We can’t simply hunker down and ride out the storm. The storm is the new normal — and we have to be out in front of it.

This means we have to plan for risk. We have to take managed risks to become more agile. We have to find innovative ways to fulfil our mandates and improve the lives of Canadians. Because if we don’t, the real risk is that that we become irrelevant. Or worse yet, that we unintentionally disrupt markets, destabilize the economy or weaken Canada’s social fabric.

That’s why understanding and effectively managing risk is a key priority at CMHC. It has been at the core of a major transformation in our organization, called CMHC in Motion. A transformation that reached our programs, our structure, our relationships with clients, our information and digital technologies and our staff.

Like all good risk managers, we’re observing and analyzing the impacts. And we’re learning a few lessons along the way. I’d like to share these with you in the hopes that they can add to the conversations you’re having at your own organization about risk and innovation.

About CMHC

Large-scale disruptions force us to make bold moves. That’s how the CMHC was created. In the wake of World War II, veterans returned home to Canada needing housing. CMHC was founded to address this massive need.

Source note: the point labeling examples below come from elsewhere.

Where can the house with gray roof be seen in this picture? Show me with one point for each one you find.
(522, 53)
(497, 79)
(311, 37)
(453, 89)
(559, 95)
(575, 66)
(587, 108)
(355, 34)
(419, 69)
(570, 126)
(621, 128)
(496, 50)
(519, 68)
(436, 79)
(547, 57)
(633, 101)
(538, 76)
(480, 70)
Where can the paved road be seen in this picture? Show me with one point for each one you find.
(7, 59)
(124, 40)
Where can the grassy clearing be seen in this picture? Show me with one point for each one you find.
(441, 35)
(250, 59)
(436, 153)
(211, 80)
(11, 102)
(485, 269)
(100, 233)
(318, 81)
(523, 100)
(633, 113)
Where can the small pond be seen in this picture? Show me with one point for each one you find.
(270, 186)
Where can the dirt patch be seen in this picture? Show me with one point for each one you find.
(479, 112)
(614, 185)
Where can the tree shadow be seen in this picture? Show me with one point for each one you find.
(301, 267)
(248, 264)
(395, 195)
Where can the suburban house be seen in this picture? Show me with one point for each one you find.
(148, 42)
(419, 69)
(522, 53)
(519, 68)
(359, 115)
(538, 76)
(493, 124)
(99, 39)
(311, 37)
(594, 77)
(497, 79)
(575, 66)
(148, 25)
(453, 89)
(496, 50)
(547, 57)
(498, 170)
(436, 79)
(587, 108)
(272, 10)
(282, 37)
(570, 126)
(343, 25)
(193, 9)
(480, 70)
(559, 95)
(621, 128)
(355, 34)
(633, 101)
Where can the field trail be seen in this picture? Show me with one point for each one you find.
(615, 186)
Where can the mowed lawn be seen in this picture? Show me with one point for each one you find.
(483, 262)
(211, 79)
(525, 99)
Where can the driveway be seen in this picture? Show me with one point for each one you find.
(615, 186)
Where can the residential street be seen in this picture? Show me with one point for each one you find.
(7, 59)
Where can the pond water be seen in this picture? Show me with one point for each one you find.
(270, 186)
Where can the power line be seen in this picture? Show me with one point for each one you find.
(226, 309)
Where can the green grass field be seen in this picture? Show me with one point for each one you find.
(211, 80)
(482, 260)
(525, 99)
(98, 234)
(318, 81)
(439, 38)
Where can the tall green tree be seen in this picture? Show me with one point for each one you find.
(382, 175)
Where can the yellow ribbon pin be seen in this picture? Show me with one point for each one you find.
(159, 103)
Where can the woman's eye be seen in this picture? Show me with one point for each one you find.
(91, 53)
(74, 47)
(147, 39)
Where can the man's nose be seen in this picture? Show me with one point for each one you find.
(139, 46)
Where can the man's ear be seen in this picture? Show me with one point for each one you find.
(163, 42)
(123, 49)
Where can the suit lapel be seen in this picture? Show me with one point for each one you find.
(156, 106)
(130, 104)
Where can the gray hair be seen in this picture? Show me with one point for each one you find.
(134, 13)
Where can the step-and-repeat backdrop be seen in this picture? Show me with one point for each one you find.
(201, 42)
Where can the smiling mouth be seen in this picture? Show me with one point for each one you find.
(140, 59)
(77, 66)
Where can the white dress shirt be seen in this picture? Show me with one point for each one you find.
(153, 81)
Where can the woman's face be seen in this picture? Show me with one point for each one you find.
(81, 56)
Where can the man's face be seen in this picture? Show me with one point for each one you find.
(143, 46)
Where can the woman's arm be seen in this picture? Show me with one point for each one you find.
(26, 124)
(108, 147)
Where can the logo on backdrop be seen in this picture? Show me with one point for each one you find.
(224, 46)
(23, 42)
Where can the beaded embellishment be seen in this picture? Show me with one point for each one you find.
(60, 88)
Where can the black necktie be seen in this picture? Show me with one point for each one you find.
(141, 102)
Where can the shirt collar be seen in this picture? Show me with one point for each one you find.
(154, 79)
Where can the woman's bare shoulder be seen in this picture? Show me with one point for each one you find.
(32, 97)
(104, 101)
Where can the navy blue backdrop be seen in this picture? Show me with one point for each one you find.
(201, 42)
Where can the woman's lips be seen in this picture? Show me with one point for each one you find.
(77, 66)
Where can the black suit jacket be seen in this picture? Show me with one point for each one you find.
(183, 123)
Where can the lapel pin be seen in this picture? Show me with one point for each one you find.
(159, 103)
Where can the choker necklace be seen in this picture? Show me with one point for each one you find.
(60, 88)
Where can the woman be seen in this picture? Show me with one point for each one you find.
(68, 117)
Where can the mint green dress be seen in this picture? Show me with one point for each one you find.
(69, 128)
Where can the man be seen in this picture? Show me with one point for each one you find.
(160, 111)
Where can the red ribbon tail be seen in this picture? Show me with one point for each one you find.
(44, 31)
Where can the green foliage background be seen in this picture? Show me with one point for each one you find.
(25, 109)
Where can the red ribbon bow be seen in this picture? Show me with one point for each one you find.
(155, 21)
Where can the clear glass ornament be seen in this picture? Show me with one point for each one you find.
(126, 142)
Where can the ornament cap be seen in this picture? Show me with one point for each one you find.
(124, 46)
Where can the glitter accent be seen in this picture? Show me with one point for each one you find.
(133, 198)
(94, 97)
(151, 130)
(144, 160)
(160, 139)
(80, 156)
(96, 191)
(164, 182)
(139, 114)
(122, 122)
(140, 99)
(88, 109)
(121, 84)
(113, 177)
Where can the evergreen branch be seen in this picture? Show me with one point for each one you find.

Eighty years later, addressing the housing needs of Canadians remains the mission of CMHC. But the context and the disruptions affecting housing need have changed. And they continue to change at record speed. Migrations of people within the country. An aging demographic. A more diverse Canada. Climate change. Digital technologies. The global financial crisis.

All of these factors have profoundly affected where and how Canadians live and what they need in a home.

Many of you here will be familiar with CMHC through our mortgage loan insurance products. These help qualified Canadians with down payments of less than 20 per cent to become home owners — an innovation at the time that helped Canadians access homeownership. Less well known to most Canadians are our securitization programs. This ensures that financial institutions have a reliable supply of mortgage funding.

Together, these programs are worth billions of dollars per year. They contribute to Canada’s financial stability by underpinning a healthy housing finance system. They also provide valuable revenue to the Government of Canada. CMHC contributes significantly to the Government’s financial position. Last year, for example, we paid a special dividend of $4 billion and we’ve started to pay further quarterly dividends when actual capital exceeds targets.

But because these programs are backed 100 per cent by the government, they also have the potential to expose taxpayers to risk.

The US housing crisis, which led to a global economic crisis, is a recent reminder of the magnitude of this risk.

You may also know about CMHC through the National Housing Strategy that the federal government announced in November. We’re leading this ambitious strategy — a historic investment in addressing the housing needs of Canada’s most vulnerable citizens. It will allocate $40 billion over ten years to:

  • reduce chronic homelessness by 50%
  • create 100,000 new housing units
  • repair 300,000 existing units
  • ensure another 385,000 households keep their affordable housing, and
  • protect 530,000 community housing units so families can spend less on housing and more on other essentials.

This strategy represents an unprecedented scale of federal leadership on housing here in Canada — and perhaps internationally. I’m confident that the government’s vote of confidence in CMHC to lead this strategy is directly linked to the steps we’ve taken over the past five years to transform and to strengthen our risk management. This work has put us in a solid position to deliver on the strategy. I’m going to make the case throughout my remarks for robust risk management… and I’ll start by talking about how it has fueled our transformation.

CMHC in Motion — the transformative power of risk

From the programs I just described, it’s clear that the stakes of CMHC’s work are high. It’s at the heart of Canada’s economic and social well-being. So we have to carefully assess the risk inherent in any change we make, any intervention we take.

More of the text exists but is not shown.